Cada hora que pasa, el Kremlin tensa un poco más la cuerda sin importarle si ello puede suponer un agravamiento de la crisis hasta rozar una confrontación directa con Occidente. La vieja técnica soviética de escalar el conflicto al máximo para después “desescalar”. Es evidente que Putin ve el “ataque nuclear como una estrategia viable”, según su nueva doctrina militar, como demuestra el hecho de que no le tiemble el pulso a la hora de llevar la guerra hasta la mismísima frontera polaca, a escasa distancia del territorio de la Unión Europea. Rusia ha lanzado varios misiles contra distintas localidades situadas al oeste de Ucrania. Uno de los artefactos llegó a explotar en las proximidades de Polonia. Apenas veinticinco kilómetros separaron al mundo de la Tercera Guerra Mundial. Cualquier error, escaramuza o accidente puede terminar detonando el apocalipsis. La escalofriante ofensiva del ejército invasor sobre las centrales nucleares de Chernóbil o Zaporiyia puede provocar un escape radiactivo en cualquier momento, lo que obligaría a intervenir a la comunidad internacional. En concreto, el violento ataque contra la planta de Chernóbil (que ya sufrió el peor accidente de la historia en 1986, causando miles de muertos y enfermos de cáncer) es ilustrativo de la tragedia de proporciones cósmicas que puede llegar a ocurrir. Los soldados de Putin se lanzaron sobre el complejo energético sin reparar en el peligro que corría el sarcófago que recubre el reactor siniestrado hace 36 años y que aísla el material radiactivo altamente contaminante. Durante la operación militar de los comandos de Putin se produjo un apagón y un incendio que pusieron en grave riesgo toda la instalación. Además, unos 200 técnicos de la planta fueron tomados como rehenes y obligados a trabajar sin descanso y en condiciones lamentables para mantener la seguridad en el complejo de Chernóbil.

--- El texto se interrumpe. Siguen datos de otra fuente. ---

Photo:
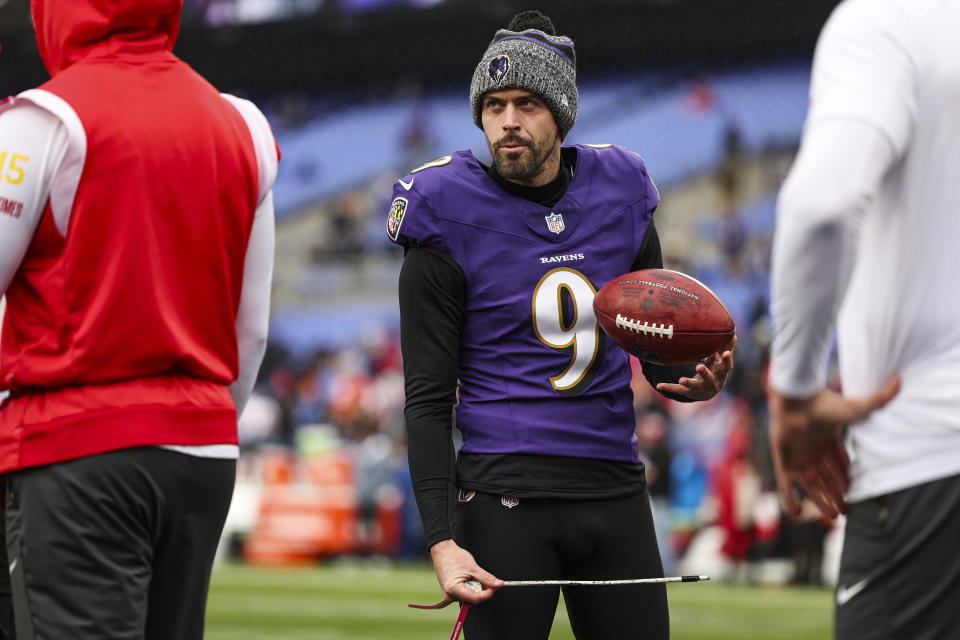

Días después, las tropas rusas estuvieron a punto de ocasionar un nuevo accidente al tomar Zaporiyia, la planta nuclear más grande de Europa. En la actualidad, Ucrania cuenta con cuatro centrales y 15 reactores: dos en Jmelnitski, cuatro en Rivne, tres en Ucrania Sur y seis en Zaporiyia, según los últimos datos del operador ucraniano Energoatom. La batalla por el control de la energía atómica en el país invadido puede terminar con un escape de radiactividad que sería letal para la raza humana.